On July 19, I sat at ringside at the DCU Center in Worcester — we locals still call it the Centrum — to watch the draft between WWE Raw and Smackdown. And one of the biggest surprises for me of the night was the crowd’s reaction to former three-time WWF Heavyweight Champion Bob Backlund.
If you don’t keep up with wrestling these days, 66-year-old Backlund is back on TV, playing the role of a coach to current WWE wrestler Darren Young. Backlund has even gone as far as to “allow” Young to use his old finisher, the cross-face chicken wing.
In Worcester, at one point during Young’s match, the crowd erupted into a chant: “Backlund! Backlund!

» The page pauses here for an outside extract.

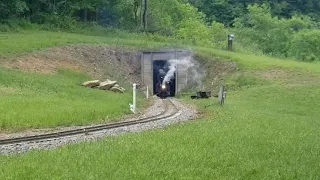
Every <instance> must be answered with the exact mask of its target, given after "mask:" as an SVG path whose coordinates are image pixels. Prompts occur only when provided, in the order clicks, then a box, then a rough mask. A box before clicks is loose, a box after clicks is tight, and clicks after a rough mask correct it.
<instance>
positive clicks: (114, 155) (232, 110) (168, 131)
mask: <svg viewBox="0 0 320 180" xmlns="http://www.w3.org/2000/svg"><path fill="white" fill-rule="evenodd" d="M51 35H52V37H51V38H52V39H54V38H57V36H58V35H59V36H62V37H61V38H60V40H57V41H58V43H57V44H58V45H62V44H63V43H69V42H65V39H68V37H71V36H73V35H70V34H64V33H53V34H51ZM32 36H34V37H35V36H36V35H30V39H29V40H30V41H32V42H33V45H31V47H32V46H33V47H38V45H37V43H39V42H40V40H37V39H36V40H33V39H32V38H31V37H32ZM43 36H45V35H43ZM46 37H47V36H46ZM49 37H50V36H49ZM9 38H10V37H9ZM19 38H22V40H23V39H24V36H19ZM75 38H76V40H74V39H72V38H69V40H70V43H74V42H78V41H79V38H78V37H75ZM86 38H87V39H86ZM17 39H18V38H17ZM83 39H86V40H85V41H86V42H84V41H83V43H87V42H89V43H95V42H94V41H93V40H92V39H94V37H93V36H92V39H91V36H88V37H83ZM102 39H103V38H102ZM95 40H96V41H98V43H105V42H106V43H116V40H112V39H110V41H109V39H107V38H106V39H103V40H102V41H101V40H100V39H99V37H97V39H95ZM0 41H1V40H0ZM52 41H53V40H50V41H49V40H48V44H46V46H51V45H52ZM62 41H63V42H62ZM61 42H62V44H59V43H61ZM117 42H120V44H121V43H122V44H123V45H126V46H127V45H133V46H135V45H137V46H141V47H143V46H148V44H149V43H150V42H148V43H147V42H143V41H136V40H119V41H117ZM7 43H10V40H8V41H7ZM42 46H43V45H41V46H40V45H39V47H41V48H42ZM152 46H153V45H152ZM156 46H157V45H156ZM0 47H2V46H0ZM13 48H14V46H13ZM14 49H15V48H14ZM29 50H33V48H30V47H29V46H25V47H24V48H23V49H22V50H21V51H29ZM197 50H198V51H201V52H205V53H206V54H208V55H210V56H216V55H219V56H222V57H224V58H226V57H227V58H231V59H234V60H236V61H237V62H238V63H239V64H240V65H241V66H242V67H241V68H243V69H244V70H257V69H258V70H259V69H267V68H270V67H280V68H284V69H289V70H296V69H299V71H301V72H304V73H305V71H307V72H308V73H312V74H314V75H315V76H318V75H319V72H320V68H319V65H317V64H307V63H299V62H295V61H280V60H277V59H273V58H267V57H258V56H252V55H243V54H237V53H227V52H223V51H216V50H212V49H207V48H199V49H197ZM0 51H2V50H0ZM7 51H8V50H3V52H7ZM10 53H11V54H10ZM10 53H9V55H12V54H15V53H18V51H15V50H13V52H10ZM7 73H8V72H6V73H4V74H7ZM11 73H13V72H11ZM67 74H68V73H67ZM59 76H63V77H65V76H66V77H69V75H64V73H62V74H61V73H60V75H57V77H59ZM1 77H2V76H1ZM77 77H78V76H77ZM7 78H9V79H10V77H7ZM7 78H6V79H7ZM19 78H21V77H19ZM19 78H16V79H19ZM43 78H48V77H43ZM50 78H53V79H50V81H48V82H55V81H57V79H59V80H60V79H61V78H57V79H56V80H54V79H55V78H54V77H50ZM290 78H296V77H294V76H290ZM63 79H71V81H72V82H74V83H76V82H78V81H76V80H75V79H74V78H63ZM243 81H246V82H245V83H244V84H246V83H247V80H246V79H244V80H243ZM251 81H255V79H254V78H253V79H250V83H251ZM13 82H14V81H13ZM23 82H24V81H23ZM27 82H30V81H27ZM36 82H37V81H36ZM262 82H264V81H262ZM297 82H299V81H297ZM297 82H296V83H295V84H290V83H286V82H282V83H272V82H268V83H266V84H263V83H262V84H261V83H254V82H253V84H254V86H250V88H243V87H242V89H240V90H239V89H238V90H237V91H233V92H230V93H229V95H228V99H227V104H226V106H225V107H223V108H221V107H220V106H218V105H216V102H215V101H216V100H201V101H194V102H195V103H196V104H197V105H198V106H199V107H200V108H201V109H202V110H203V111H204V113H205V114H206V117H205V118H203V119H201V120H197V121H193V122H188V123H184V124H181V125H174V126H170V127H168V128H165V129H162V130H154V131H149V132H143V133H139V134H138V133H137V134H126V135H123V136H118V137H108V138H106V139H104V140H100V141H97V142H88V143H81V144H76V145H70V146H64V147H61V148H58V149H55V150H50V151H33V152H29V153H27V154H23V155H17V156H0V162H1V163H0V178H1V179H319V178H320V173H319V172H320V164H319V162H320V145H319V143H318V142H319V140H320V137H319V134H320V127H319V126H320V123H319V112H320V106H319V105H318V103H319V102H320V84H316V83H312V82H310V83H304V84H303V85H300V84H299V83H297ZM6 83H7V84H10V83H12V82H11V81H10V82H6ZM17 84H19V83H17ZM20 84H22V83H21V82H20ZM45 86H48V87H51V88H54V87H55V86H50V85H49V84H45ZM68 86H70V83H68ZM9 87H20V86H17V85H10V86H9ZM22 87H23V86H22ZM63 87H64V86H63ZM248 87H249V86H248ZM23 88H24V87H23ZM51 88H49V89H51ZM74 88H75V89H76V90H74ZM14 89H18V90H19V88H14ZM29 89H30V88H29ZM67 89H68V88H67ZM32 91H33V92H37V91H36V90H32ZM68 91H71V92H72V93H67V94H68V95H65V93H61V94H60V95H58V94H57V95H56V96H54V98H56V97H60V96H62V97H63V98H61V100H63V99H65V98H67V99H68V97H69V96H70V97H71V98H70V99H69V100H70V101H71V99H72V100H77V99H78V98H79V96H82V94H85V97H86V94H87V93H88V94H87V97H88V98H87V99H85V100H83V101H81V104H82V103H88V101H87V100H88V99H95V98H99V99H100V98H102V96H100V95H98V94H94V95H93V94H91V91H90V90H87V89H85V90H81V95H79V94H77V92H78V93H80V90H79V91H78V89H77V88H76V87H72V88H71V87H70V89H69V90H67V92H68ZM0 92H1V91H0ZM18 92H19V91H18ZM22 92H26V91H24V90H22ZM46 92H47V91H44V92H41V93H40V95H41V96H46V95H47V94H49V95H50V96H49V97H51V96H53V95H51V94H52V93H51V92H50V93H46ZM6 93H7V94H10V93H11V94H10V96H12V97H14V96H18V95H17V94H14V93H16V90H12V89H10V91H9V90H8V89H6ZM12 93H13V94H14V95H12ZM71 94H75V95H74V96H71ZM10 99H11V98H10ZM80 99H81V98H80ZM29 100H30V101H31V100H32V99H31V96H30V98H29ZM7 101H9V100H7ZM70 101H69V102H70ZM17 102H18V101H17ZM19 102H20V101H19ZM76 102H77V101H76ZM113 102H115V101H114V100H113ZM97 103H98V105H97V104H95V105H96V106H95V107H99V106H100V105H103V104H102V103H101V104H100V101H97ZM15 104H18V103H15ZM34 104H36V103H32V105H34ZM125 104H126V106H127V103H125ZM62 105H63V104H62ZM78 105H79V104H78ZM1 107H4V106H1ZM15 108H16V107H15ZM38 108H39V107H38ZM106 108H107V107H106ZM87 111H88V110H83V112H79V113H80V114H81V113H85V112H87ZM2 112H5V111H2ZM75 115H76V114H75ZM83 116H85V115H84V114H81V117H83ZM70 117H73V116H70Z"/></svg>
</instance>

Backlund!”Embed from Getty Images
Backlund first beat Superstar Billy Graham for the belt in February 1978, lost and regained it in a quickie switch to Antonio Inoki in Japan in 1979, and then lost the title to the Iron Sheik in a famous match on December 26, 1983, that marked the end of Backlund’s era and the start of Hulkamania.
Longtime fans will remember the stories about Vince McMahon asking Backlund to turn heel after Hogan won the title in 1984, which Backlund refused to do. Ironically, a decade later, Backlund returned to the WWF and became a bad guy in a memorable run that culminated with a brief reign as champion again.
Former WWF and WCW writer Vince Russo, in a June podcast with Backlund, asked about his change in attitude about being a heel.
Backlund said his reasoning to McMahon was that time enough time had passed by to make a heel turn work. “Our daughter’s grown up and the kids that I was being a hero to are older and they’ll understand,” Backlund recalled telling McMahon.
Backlund said that he was also legitimately dismayed that in the 1990s, the babyfaces wre often scoundrels. “The good guys are lying, cheating, and swearing … Let me be bad by being good,” was his reasoning to McMahon.
“I was so serious and I liked what I was saying … I believed I was trying to help society,” Backlund said on Russo’s podcast.
He said his wacky promos in 1994 were not acting, but instead from his heart. “I was overacting, but I was so serious and proud of what I was saying,” Backlund said. “I was very driven.”
His current coach persona is toned down, but still has hints of the heel Backlund. He doesn’t look all that different than he did in 1984, and appears to still be in great shape.
Backlund wrote a book, Backlund: From All-American Boy to Professional Wrestling’s World Champion, that I haven’t read yet myself, but I want to.